It happened before I started kingfishing. One of the guys decided to go across the road and try to net some finger mullet in the sound and while he was over there his rod got a king on. So while one guy handled the rod another called the guy at the sound on his cell phone. Man did he come runnin down that pier full steam to catch himself that fish.

So what's been told to me is if you don't have a cell phone and you're down at the pier house, someone will call down there so they'll let you know you have a fish on. Now that's gotta be a nice call to receive .


----------



## Drumdum (Jan 6, 2003)

fishrulemylife said:


> It happened before I started kingfishing. One of the guys decided to go across the road and try to net some finger mullet in the sound and while he was over there his rod got a king on. So while one guy handled the rod another called the guy at the sound on his cell phone. Man did he come runnin down that pier full steam to catch himself that fish.
> 
> So what's been told to me is if you don't have a cell phone and you're down at the pier house, someone will call down there so they'll let you know you have a fish on. Now that's gotta be a nice call to receive .
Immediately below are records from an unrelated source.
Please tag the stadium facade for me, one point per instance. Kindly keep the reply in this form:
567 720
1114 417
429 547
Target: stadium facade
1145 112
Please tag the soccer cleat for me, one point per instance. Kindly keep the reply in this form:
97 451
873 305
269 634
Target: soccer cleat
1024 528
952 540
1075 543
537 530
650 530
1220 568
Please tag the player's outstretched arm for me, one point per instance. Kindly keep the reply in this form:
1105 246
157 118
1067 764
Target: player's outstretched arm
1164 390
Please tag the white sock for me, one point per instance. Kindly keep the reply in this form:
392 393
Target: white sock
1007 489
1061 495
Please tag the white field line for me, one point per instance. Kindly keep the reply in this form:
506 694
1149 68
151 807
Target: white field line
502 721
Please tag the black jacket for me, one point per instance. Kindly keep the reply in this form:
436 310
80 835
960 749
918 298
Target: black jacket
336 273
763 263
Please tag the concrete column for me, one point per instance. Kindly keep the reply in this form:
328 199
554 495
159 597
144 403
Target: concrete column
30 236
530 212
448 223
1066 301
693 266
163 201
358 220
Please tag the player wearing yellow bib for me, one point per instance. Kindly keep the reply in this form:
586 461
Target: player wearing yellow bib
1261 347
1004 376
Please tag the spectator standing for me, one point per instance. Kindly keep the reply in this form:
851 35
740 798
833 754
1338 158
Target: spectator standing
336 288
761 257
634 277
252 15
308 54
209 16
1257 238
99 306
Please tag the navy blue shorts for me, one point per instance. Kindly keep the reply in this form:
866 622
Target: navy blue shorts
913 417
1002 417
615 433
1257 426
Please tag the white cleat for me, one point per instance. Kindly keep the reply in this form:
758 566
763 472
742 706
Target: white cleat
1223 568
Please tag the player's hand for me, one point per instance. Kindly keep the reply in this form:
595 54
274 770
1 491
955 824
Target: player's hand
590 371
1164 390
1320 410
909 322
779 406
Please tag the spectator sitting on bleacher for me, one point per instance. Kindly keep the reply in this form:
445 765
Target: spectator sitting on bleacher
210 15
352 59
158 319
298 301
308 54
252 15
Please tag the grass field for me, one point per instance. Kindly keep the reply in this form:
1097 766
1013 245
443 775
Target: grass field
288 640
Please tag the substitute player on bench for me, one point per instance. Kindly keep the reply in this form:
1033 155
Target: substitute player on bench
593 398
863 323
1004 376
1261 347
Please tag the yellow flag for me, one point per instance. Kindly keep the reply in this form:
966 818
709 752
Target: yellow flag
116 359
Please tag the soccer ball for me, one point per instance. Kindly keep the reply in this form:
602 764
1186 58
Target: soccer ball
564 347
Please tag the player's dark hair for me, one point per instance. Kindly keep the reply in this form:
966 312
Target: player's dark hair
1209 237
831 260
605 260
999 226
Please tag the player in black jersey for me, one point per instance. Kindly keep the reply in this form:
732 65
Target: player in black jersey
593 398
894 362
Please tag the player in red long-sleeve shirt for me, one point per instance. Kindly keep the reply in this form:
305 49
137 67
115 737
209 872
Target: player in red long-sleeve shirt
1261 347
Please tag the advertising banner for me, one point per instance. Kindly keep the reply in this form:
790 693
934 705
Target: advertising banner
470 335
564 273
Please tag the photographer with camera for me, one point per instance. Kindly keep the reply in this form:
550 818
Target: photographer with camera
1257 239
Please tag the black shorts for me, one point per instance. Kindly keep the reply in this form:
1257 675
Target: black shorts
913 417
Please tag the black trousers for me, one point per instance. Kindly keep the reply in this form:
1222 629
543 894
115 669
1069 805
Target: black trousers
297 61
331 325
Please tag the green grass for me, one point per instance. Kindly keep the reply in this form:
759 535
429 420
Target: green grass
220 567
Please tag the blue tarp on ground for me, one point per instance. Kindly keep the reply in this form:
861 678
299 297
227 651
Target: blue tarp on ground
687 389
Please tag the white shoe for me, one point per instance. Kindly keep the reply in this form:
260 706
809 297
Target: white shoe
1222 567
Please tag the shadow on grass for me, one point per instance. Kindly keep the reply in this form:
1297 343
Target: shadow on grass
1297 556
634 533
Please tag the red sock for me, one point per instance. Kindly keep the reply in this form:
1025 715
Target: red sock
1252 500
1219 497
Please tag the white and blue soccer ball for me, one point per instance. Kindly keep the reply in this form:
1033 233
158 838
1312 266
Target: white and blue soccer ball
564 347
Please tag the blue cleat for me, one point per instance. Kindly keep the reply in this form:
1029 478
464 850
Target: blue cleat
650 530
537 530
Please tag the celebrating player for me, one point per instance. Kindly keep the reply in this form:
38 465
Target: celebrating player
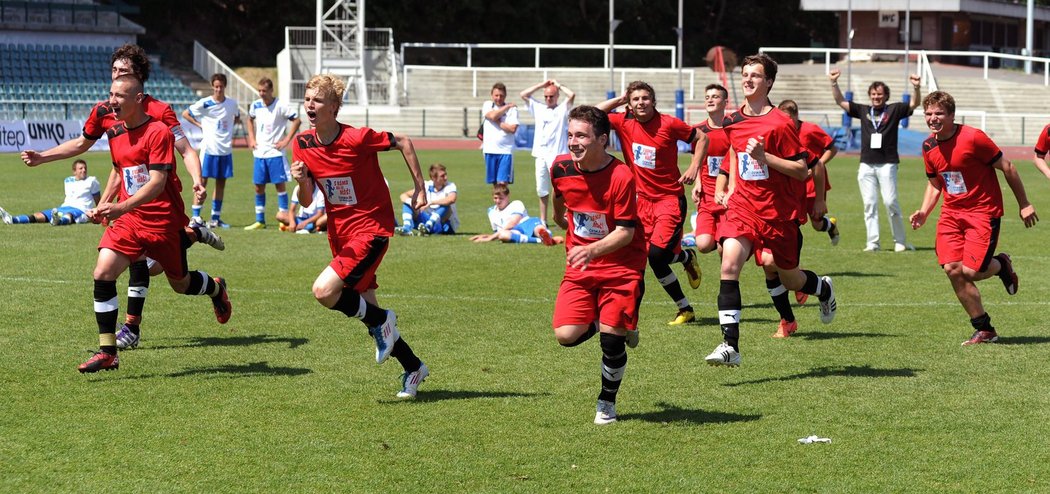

 *LUCKILY* noone had cellphones back then.....Who knows,someone mighta come flyin down the planks with a roll tagging behind...   



> Crawfish: DD, you always have a story for all kind of fishing experience. You otta write a book or something. We need to fish together more so you can tell me more stories.


 Teo,I gotta "lifesized pic" of me writing a book the way I spell and write.. 

I'm not really a good story teller,you should listen to Joe Mullet sometime...


----------



## CrawFish (Sep 23, 2003)

Drumdum said:


> Teo,I gotta "lifesized pic" of me writing a book the way I spell and write.. I'm not really a good story teller,you should listen to Joe Mullet sometime...


I don't know, but from recent posts, you've spelled alot better than before.   Most fisherpeople aren't that great of spellers or wrtiters any way. But they're excellent listeners, learners, and story tellers. English is my second language. I'm just glad I can be able to read, write, and to understand what you guys are writing and talking about. I think you should thinking about putting out a book. I know fishing, work, family, and Tater takes all of your time. But I can't think of any other way for you to leave your legacy. You're the most well respected man when it comes to your personality, fishing and giving advice. I know Flathead alwasys gives you gripes, but he means no harm and you have thick skin.  Think about it, just the knot breaking stories could cover 1/4 of the book. I'll be the first to buy.


----------



## Big Worm (Mar 29, 2005)

I know I would buy that book based on the knots alone.


----------



## NTKG (Aug 16, 2003)

yeah im down... as long as jody honors the fact that i wanna turn room#1 into a timeshare for me and the AC!!!!


----------